The partners of Meem Gallery would like to extend their sincerest condolences to the family of Rafa Al-Nasiri, who passed away at the age of 73 on Saturday, 7 December in Amman, Jordan.

Born in Tikrit in 1940, Rafa Al-Nasiri was a major proponent of the pan-Arab modern art movement that was initiated in Iraq during the 1970s, when Baghdad was a centre of contemporary art and culture. He was among a number of young Iraqi artists, such as Dia al-Azzawi, Shakir Hassan Al Said, Ismail Fattah and Kadhem Hayder, who started to exhibit their works regionally in the newly established Arab Art Biennials held in Baghdad and Rabat in 1974 and 1976, as well as in exhibitions in Lebanon, Kuwait, Syria and Morocco. Al-Nasiri co-founded and was a member of important artist groups of that period, including the New Vision group (1969), One Dimension group (1970), and the Graphics Movement. He is often credited with pioneering the graphic arts in Iraq and was highly influential in encouraging later generations of Iraqi artists to explore the art of printmaking.

While Al-Nasiri’s oeuvre is indebted to the visual culture of his own heritage, both Iraqi and Arab, his approach to art-making was particularly receptive to the practices of different cultures and disciplines.
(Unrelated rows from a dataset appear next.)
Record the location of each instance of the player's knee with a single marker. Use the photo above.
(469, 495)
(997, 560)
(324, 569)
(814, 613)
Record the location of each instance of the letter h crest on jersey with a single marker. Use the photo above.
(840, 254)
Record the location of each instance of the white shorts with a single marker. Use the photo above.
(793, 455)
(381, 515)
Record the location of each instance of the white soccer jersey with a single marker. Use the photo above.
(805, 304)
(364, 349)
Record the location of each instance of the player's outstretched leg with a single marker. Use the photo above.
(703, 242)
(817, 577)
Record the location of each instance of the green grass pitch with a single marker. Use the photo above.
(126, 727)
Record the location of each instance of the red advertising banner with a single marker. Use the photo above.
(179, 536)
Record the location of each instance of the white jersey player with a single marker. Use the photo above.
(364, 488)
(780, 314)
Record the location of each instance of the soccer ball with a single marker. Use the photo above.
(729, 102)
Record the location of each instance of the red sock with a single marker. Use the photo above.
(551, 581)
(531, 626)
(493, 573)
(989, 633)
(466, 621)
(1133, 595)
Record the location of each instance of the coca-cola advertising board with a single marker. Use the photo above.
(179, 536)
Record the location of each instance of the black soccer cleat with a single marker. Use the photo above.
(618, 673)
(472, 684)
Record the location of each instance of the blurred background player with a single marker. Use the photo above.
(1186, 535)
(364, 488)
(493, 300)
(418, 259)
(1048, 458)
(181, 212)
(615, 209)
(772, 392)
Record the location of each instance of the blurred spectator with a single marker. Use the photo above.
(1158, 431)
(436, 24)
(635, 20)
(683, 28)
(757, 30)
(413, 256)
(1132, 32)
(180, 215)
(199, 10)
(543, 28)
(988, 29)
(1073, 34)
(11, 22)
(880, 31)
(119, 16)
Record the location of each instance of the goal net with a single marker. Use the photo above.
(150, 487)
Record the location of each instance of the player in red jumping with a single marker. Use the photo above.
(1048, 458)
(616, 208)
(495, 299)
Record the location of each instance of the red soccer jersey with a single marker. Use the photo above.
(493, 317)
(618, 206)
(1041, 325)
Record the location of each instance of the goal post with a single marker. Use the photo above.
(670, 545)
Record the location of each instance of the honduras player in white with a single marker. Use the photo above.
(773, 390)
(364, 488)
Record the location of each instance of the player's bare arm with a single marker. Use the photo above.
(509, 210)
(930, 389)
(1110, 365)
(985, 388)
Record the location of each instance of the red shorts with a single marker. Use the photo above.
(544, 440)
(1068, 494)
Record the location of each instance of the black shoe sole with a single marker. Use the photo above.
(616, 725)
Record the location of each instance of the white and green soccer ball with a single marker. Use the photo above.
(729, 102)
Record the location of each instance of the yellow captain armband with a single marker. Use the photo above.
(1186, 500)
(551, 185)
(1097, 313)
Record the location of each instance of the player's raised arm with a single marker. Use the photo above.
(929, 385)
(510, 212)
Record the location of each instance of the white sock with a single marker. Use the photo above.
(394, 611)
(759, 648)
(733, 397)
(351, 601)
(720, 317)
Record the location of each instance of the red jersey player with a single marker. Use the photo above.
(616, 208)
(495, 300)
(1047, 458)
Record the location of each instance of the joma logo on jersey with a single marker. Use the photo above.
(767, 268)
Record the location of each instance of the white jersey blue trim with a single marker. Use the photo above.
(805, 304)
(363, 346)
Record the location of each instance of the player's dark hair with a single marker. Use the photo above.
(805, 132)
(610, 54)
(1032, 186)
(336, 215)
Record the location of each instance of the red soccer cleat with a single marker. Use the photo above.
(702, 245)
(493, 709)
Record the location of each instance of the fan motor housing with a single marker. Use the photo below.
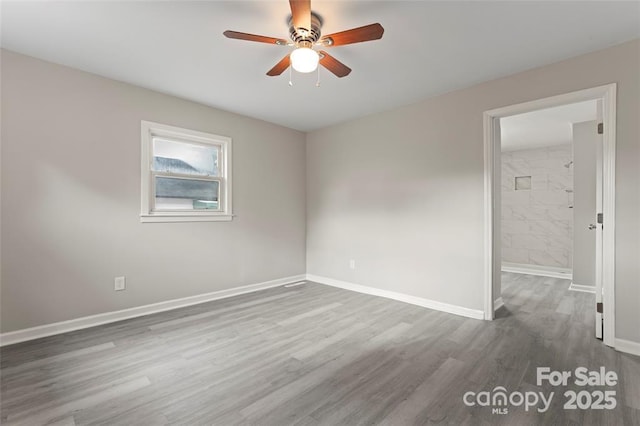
(306, 35)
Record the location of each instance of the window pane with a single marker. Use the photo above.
(186, 158)
(186, 194)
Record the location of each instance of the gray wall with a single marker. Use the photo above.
(71, 199)
(401, 192)
(585, 143)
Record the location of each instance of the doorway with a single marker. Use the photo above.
(603, 223)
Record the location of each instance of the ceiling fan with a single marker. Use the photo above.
(305, 34)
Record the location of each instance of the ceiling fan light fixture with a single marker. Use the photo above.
(304, 59)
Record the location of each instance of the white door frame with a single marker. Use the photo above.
(607, 94)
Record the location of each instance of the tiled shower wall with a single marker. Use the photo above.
(537, 223)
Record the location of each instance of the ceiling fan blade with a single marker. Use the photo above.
(301, 13)
(252, 37)
(334, 65)
(279, 67)
(355, 35)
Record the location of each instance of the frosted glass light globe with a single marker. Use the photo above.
(304, 59)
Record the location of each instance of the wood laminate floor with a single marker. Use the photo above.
(317, 355)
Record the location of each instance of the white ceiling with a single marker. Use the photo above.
(428, 48)
(545, 127)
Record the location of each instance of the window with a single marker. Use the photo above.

His exposure to international art practices started when he was a student at the Institute of Fine Arts in Baghdad, in 1959, the Central Academy of Fine Arts, in Beijing, from 1950 to 1963, and the Gravura, Lisbon, where he received a scholarship from the Gulbenkian Foundation to study printmaking in 1969. The curriculum at the Institute of Fine Arts was based on a European model of training, and when Al-Nasiri was a student in Beijing, the ink paintings of Qi Baishi and the works of his teacher Huang Yu Yi had a lasting impact on his work leading to his exploration of calligraphic forms and words—an idiom the artist gained renown for when he returned to Iraq after studying and travelling in Europe, from 1965 to 1969. The Arabic letter is a major element in Al-Nasiri’s oeuvre, a visual form explored by many Arab artists during the 1960s up until the present day.

An area Al-Nasiri investigated in his more recent silk-screen prints was poetry, including the work of Al-Mutanabbi, Ibn Zaydun, Al-Jawahiri, Mahmoud Darwish, Etel Adnan and May Muzaffar. Poetry forged a link with his interest in calligraphy but also acted as a refuge for the artist, who spent much of his life observing the destruction of his homeland from afar. In the aftermath of the Gulf War he moved to Amman with his wife, the poet, writer and artist, May Muzaffar, where he worked as a lecturer at Yarmouk University. In addition to his role as a teacher, Al-Nasiri actively contributed to the modern Arab arts scene through his written works on graphic art, published in Arab Arts Magazine, Ur Magazine, and Gilgamesh: A Journal of Modern Iraqi Arts. Throughout his career Al-Nasiri exhibited his work in solo and group exhibitions, festivals and biennials including Museum of Modern Art, Baghdad; Musée d’Art Moderne and Musée de l’Institute du Monde Arabe, Paris; British Museum and Iraqi Cultural Centre, London; Altes Museum, Berlin; National Museum, Nicosia; Jordan National Gallery of Fine Arts and Darat Al-Funun, Amman; Bahrain National Museum, Manama; Sharjah Museum, Sharjah; Asilah Festival; International Graphic Biennial, Fredrikstad; and International Graphic Triennial, Cairo.

Meem Gallery had the pleasure of working with Rafa al-Nasiri from 2010, and extend their deepest sympathies to his wife May Muzaffar and family.